Delete old documents

Is there a way to delete old documents based on a filed which has timestamp?
What I want to do is just keep the latest document per id

example
id. timestamp
1 1pm
1 2pm
1 3pm
1 4pm
2. 3pm
2. 4pm
2. 6pm
2. 7pm

I want to keep only the 4 pm document for id 1 and delete all the others, similarly for id 2, want to keep only 7pm document and delete all the rest.

Thank you!

If you stored the hour of the day as a field in your document and have the id field as well, you can create a query to select those documents and make sure it works well using the search API.

Then use that query in a Delete By Query API call.

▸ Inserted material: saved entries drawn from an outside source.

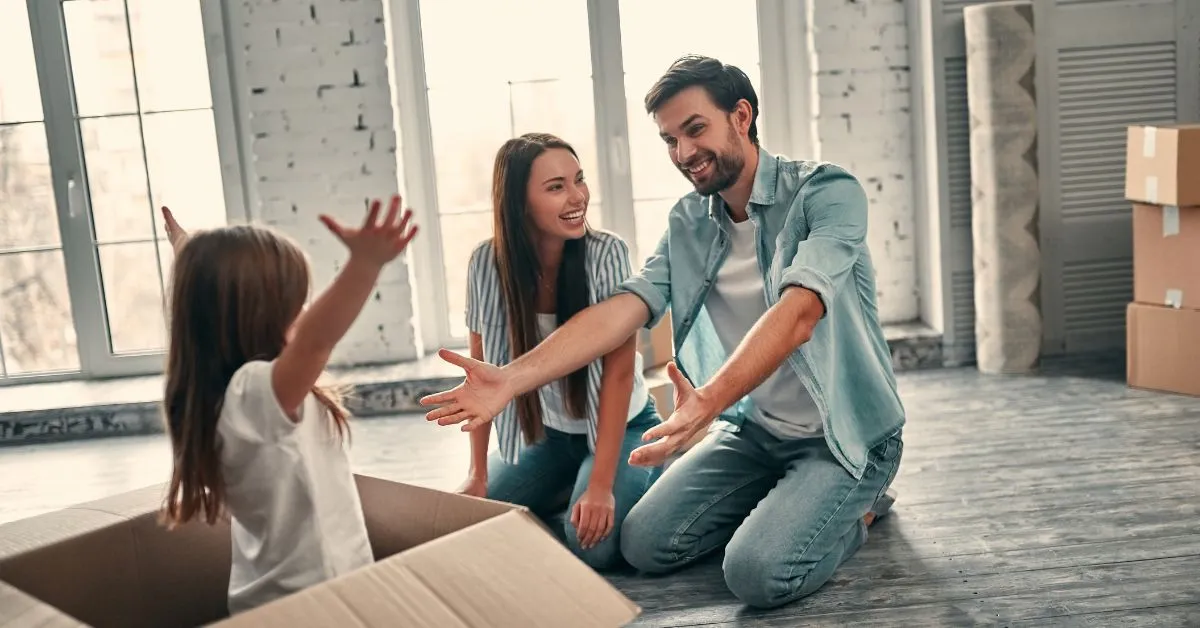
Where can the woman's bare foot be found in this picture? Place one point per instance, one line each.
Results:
(881, 508)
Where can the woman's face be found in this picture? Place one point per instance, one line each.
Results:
(558, 196)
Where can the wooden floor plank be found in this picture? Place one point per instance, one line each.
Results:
(1045, 500)
(1060, 498)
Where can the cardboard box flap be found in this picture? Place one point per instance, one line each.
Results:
(400, 516)
(511, 572)
(504, 572)
(30, 534)
(1159, 163)
(123, 566)
(387, 593)
(19, 610)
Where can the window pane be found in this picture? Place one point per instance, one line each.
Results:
(651, 217)
(35, 314)
(495, 71)
(117, 178)
(648, 51)
(185, 169)
(514, 40)
(461, 233)
(21, 100)
(28, 215)
(135, 305)
(468, 126)
(101, 64)
(169, 57)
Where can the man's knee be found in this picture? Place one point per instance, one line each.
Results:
(647, 544)
(765, 578)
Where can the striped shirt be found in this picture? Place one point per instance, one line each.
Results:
(607, 267)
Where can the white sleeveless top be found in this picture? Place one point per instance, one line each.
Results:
(297, 516)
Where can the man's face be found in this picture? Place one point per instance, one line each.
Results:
(702, 141)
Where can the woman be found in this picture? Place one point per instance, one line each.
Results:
(565, 446)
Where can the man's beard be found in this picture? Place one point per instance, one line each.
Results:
(726, 169)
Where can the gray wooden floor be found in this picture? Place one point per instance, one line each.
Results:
(1056, 500)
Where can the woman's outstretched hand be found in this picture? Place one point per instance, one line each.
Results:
(477, 400)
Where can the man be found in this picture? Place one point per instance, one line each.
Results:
(772, 289)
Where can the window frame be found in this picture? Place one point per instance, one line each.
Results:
(72, 199)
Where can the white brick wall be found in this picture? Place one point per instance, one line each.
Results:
(863, 121)
(323, 142)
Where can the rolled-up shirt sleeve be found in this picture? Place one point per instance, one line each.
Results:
(652, 283)
(834, 205)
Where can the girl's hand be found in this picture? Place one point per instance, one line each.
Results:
(593, 516)
(474, 486)
(376, 243)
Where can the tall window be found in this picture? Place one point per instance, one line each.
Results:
(106, 114)
(519, 78)
(529, 65)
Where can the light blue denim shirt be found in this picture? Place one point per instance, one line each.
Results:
(810, 221)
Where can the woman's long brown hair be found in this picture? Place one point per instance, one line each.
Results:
(521, 271)
(235, 291)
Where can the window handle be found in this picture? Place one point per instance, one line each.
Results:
(75, 202)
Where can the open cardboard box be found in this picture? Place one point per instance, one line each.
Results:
(444, 561)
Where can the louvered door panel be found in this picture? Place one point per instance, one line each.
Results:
(1101, 90)
(1102, 66)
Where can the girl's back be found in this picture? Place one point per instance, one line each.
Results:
(253, 436)
(297, 516)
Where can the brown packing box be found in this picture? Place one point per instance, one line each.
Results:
(655, 344)
(1167, 255)
(1163, 348)
(1163, 165)
(445, 561)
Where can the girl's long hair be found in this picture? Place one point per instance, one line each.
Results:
(234, 294)
(520, 270)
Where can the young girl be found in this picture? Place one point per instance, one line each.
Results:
(567, 444)
(251, 432)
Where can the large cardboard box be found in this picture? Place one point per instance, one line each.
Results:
(443, 561)
(1167, 255)
(655, 345)
(1163, 348)
(1163, 165)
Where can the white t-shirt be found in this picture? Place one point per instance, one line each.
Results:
(297, 516)
(735, 304)
(553, 405)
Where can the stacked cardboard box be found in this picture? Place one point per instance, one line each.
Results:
(1163, 321)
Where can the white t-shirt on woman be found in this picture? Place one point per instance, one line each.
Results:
(295, 510)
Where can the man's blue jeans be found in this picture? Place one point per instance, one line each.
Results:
(786, 510)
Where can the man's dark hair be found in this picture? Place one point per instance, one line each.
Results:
(725, 84)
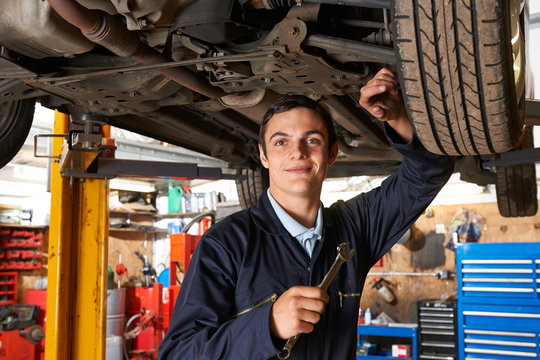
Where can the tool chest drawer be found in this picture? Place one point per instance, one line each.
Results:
(437, 326)
(498, 300)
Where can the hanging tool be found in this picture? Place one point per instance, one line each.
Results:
(148, 271)
(341, 258)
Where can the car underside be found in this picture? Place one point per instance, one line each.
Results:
(201, 74)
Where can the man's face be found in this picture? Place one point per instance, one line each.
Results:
(297, 153)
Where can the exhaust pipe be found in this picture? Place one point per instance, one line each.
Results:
(109, 32)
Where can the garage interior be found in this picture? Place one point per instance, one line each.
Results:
(113, 250)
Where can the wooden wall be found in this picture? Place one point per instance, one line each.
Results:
(425, 253)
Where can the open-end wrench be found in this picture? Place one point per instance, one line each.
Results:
(341, 257)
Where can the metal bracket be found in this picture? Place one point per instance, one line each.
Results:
(46, 135)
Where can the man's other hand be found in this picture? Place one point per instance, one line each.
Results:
(381, 98)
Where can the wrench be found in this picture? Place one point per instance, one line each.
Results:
(341, 257)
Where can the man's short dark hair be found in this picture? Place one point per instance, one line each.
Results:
(290, 102)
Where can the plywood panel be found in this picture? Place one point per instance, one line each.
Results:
(424, 249)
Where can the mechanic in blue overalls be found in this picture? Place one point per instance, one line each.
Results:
(252, 281)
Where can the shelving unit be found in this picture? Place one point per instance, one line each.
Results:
(403, 330)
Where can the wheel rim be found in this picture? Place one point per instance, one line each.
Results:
(518, 48)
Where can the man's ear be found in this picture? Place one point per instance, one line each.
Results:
(332, 156)
(263, 158)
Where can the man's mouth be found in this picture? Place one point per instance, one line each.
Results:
(299, 169)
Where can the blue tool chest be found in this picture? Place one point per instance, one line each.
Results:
(498, 300)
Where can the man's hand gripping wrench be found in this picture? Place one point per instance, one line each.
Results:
(341, 257)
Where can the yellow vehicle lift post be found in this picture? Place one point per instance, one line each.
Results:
(77, 274)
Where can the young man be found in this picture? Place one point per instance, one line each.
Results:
(252, 281)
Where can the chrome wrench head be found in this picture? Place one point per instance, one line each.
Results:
(341, 258)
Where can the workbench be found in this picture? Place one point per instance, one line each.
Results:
(392, 330)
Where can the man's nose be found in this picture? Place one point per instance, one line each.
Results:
(299, 150)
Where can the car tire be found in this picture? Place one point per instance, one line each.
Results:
(252, 186)
(15, 123)
(455, 61)
(516, 186)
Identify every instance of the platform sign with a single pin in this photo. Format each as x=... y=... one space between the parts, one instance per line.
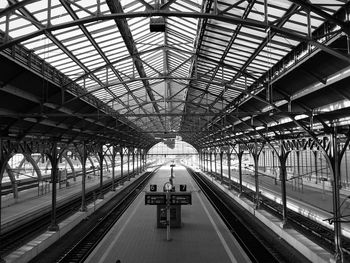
x=153 y=188
x=183 y=188
x=155 y=199
x=181 y=199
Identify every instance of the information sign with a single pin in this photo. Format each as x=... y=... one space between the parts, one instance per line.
x=155 y=199
x=180 y=199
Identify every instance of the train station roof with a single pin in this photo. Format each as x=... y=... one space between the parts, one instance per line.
x=135 y=72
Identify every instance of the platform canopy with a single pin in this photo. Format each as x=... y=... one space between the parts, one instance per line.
x=137 y=72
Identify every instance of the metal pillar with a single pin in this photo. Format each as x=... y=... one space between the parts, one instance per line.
x=256 y=177
x=335 y=159
x=221 y=172
x=137 y=163
x=229 y=170
x=283 y=175
x=83 y=157
x=199 y=159
x=316 y=168
x=121 y=163
x=207 y=161
x=240 y=155
x=211 y=162
x=113 y=168
x=128 y=164
x=54 y=164
x=3 y=161
x=299 y=170
x=100 y=196
x=215 y=163
x=133 y=162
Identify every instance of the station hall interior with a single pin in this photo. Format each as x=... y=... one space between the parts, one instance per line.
x=174 y=131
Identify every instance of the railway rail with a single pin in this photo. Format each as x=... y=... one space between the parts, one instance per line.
x=25 y=232
x=261 y=245
x=320 y=234
x=82 y=239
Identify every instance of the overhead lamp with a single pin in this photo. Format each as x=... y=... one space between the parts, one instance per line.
x=157 y=24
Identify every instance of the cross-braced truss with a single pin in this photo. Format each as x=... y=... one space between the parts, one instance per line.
x=219 y=70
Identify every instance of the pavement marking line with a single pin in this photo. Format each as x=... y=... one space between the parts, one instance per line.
x=112 y=243
x=223 y=241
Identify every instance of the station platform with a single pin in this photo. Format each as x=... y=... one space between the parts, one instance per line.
x=310 y=199
x=30 y=202
x=202 y=238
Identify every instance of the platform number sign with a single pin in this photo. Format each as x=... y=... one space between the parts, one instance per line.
x=183 y=188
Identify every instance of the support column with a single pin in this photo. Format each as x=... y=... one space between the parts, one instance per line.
x=316 y=168
x=203 y=161
x=256 y=177
x=54 y=166
x=199 y=159
x=100 y=154
x=215 y=163
x=221 y=172
x=298 y=169
x=211 y=163
x=113 y=167
x=137 y=162
x=128 y=164
x=229 y=170
x=207 y=161
x=3 y=162
x=83 y=158
x=283 y=174
x=121 y=163
x=133 y=162
x=335 y=160
x=240 y=156
x=273 y=167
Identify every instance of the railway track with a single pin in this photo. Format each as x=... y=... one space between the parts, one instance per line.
x=261 y=245
x=22 y=234
x=80 y=241
x=321 y=235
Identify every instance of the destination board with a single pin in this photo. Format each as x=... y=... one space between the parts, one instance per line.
x=181 y=199
x=155 y=199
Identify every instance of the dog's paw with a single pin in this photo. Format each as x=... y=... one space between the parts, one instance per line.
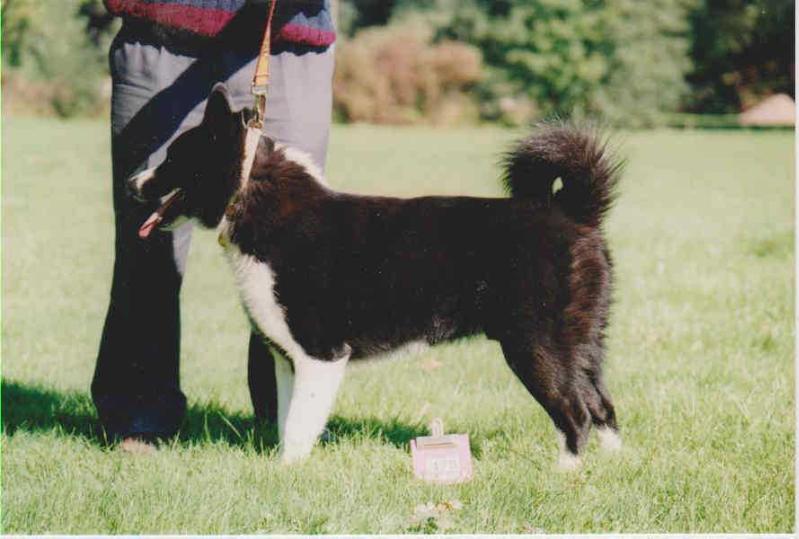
x=136 y=446
x=135 y=184
x=291 y=453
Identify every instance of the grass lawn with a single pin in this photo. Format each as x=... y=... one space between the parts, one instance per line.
x=701 y=360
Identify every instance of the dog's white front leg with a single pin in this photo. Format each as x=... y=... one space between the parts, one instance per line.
x=316 y=384
x=284 y=374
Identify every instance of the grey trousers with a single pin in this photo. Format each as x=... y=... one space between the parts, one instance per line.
x=157 y=94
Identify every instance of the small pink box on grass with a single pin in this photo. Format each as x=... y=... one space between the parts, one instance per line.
x=442 y=458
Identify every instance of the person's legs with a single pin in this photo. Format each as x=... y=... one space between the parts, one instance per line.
x=298 y=113
x=157 y=94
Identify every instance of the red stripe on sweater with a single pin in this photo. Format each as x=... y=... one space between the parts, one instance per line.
x=297 y=33
x=204 y=21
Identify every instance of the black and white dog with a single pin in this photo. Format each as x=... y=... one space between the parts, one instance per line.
x=328 y=276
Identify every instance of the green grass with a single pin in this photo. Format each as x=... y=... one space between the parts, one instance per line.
x=700 y=360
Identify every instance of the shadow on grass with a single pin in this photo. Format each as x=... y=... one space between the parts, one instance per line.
x=31 y=408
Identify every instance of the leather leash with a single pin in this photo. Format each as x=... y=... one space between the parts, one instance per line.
x=260 y=80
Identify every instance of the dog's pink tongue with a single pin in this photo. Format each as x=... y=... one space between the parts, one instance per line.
x=149 y=225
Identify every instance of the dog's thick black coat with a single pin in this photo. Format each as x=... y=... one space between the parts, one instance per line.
x=368 y=274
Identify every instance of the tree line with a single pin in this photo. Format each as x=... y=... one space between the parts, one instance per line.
x=446 y=61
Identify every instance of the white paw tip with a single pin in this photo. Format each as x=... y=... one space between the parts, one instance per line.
x=609 y=439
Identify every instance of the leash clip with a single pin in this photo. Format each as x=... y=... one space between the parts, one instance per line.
x=257 y=121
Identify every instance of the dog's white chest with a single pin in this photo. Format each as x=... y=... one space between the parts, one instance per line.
x=255 y=281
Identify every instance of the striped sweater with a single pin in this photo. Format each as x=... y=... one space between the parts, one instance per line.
x=302 y=22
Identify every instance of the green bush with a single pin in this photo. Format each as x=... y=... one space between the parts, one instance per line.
x=51 y=64
x=743 y=50
x=395 y=75
x=622 y=60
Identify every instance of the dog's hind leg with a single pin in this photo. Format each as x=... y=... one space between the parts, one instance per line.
x=316 y=384
x=550 y=377
x=597 y=397
x=284 y=374
x=604 y=415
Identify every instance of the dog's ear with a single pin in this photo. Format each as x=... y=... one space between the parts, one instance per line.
x=218 y=112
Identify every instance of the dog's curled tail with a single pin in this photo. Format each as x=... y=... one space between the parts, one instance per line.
x=579 y=157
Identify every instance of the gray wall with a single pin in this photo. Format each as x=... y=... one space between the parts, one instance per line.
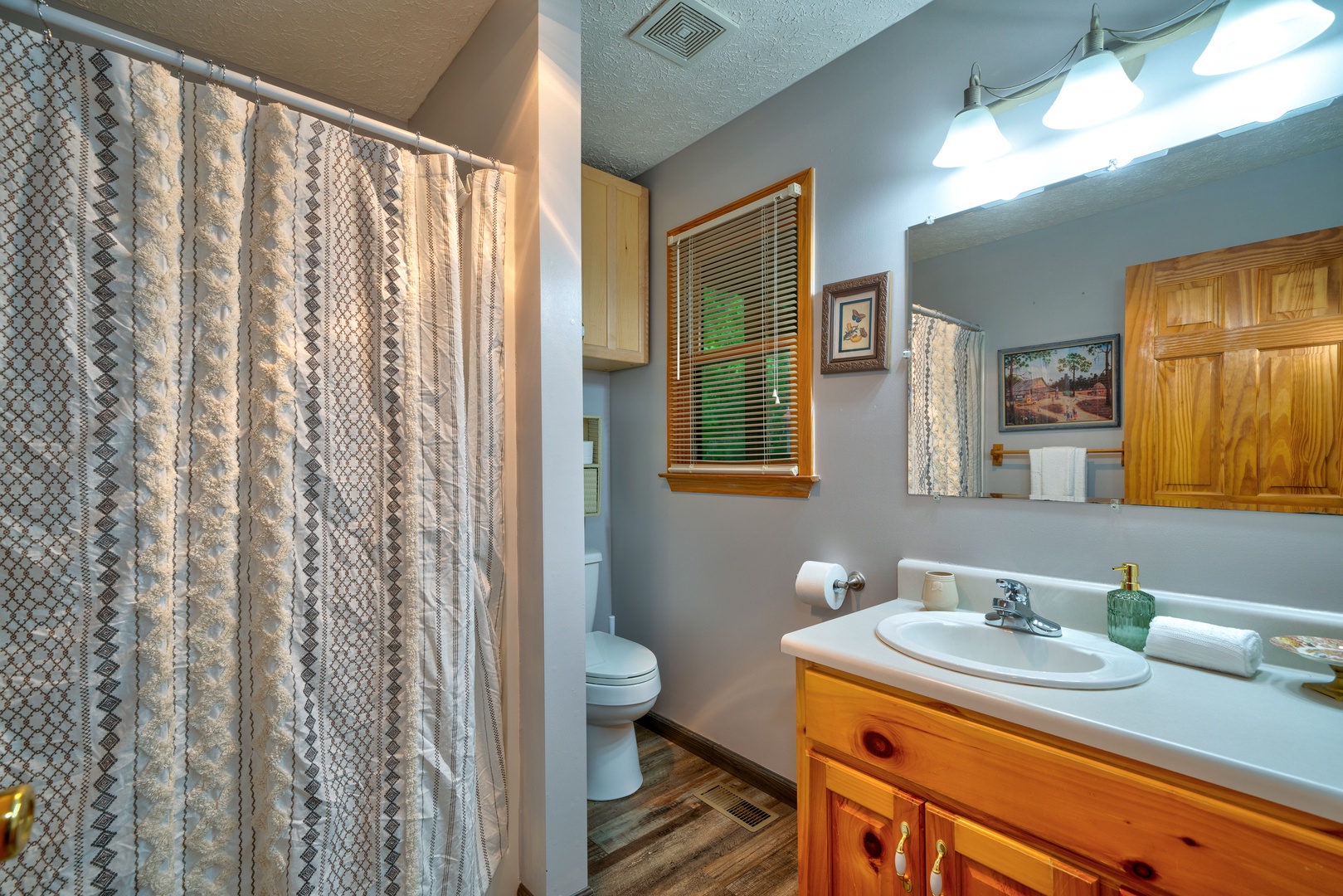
x=707 y=581
x=1068 y=281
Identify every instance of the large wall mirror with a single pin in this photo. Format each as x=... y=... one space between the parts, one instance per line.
x=1019 y=325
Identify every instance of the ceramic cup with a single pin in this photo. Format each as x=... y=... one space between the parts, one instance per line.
x=941 y=592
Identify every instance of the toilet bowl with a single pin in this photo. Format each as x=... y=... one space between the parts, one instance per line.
x=622 y=684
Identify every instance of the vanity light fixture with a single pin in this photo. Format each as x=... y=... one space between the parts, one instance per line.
x=974 y=136
x=1096 y=89
x=1254 y=32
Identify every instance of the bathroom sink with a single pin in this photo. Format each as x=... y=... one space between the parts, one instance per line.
x=963 y=642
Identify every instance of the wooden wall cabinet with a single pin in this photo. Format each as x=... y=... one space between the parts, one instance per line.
x=993 y=809
x=616 y=271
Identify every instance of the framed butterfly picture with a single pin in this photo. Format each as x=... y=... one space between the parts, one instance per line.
x=853 y=325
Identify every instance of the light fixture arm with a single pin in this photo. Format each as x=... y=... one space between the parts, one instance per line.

Thank you David. So I have a query to give me the most recent document for each id. Now I want to delete all the other documents for that id except the latest document. I am really new to Elastic search and not sure how the query will look like. Please could you guide me in the right direction?

{
"aggs":{
"top_tags":{
"terms":{
"field":"id.keyword"
},
"aggs":{
"top_sales_hits":{
"top_hits":{
"sort":[
{
"Time":{
"order":"desc"
}
}
]
}

I believe you need to write some kind of a manual script to do that. Like getting all _id that needs to be deleted and call for each the DELETE document API?

But why you are in that situation? Why not using the id field of your document as the _id of the elasticsearch document?

In that case, anytime you are writing a new "version" of the document, a more recent version I mean, old version will be overwritten.
That way, there is nothing else to do.

This topic was automatically closed 28 days after the last reply. New replies are no longer allowed.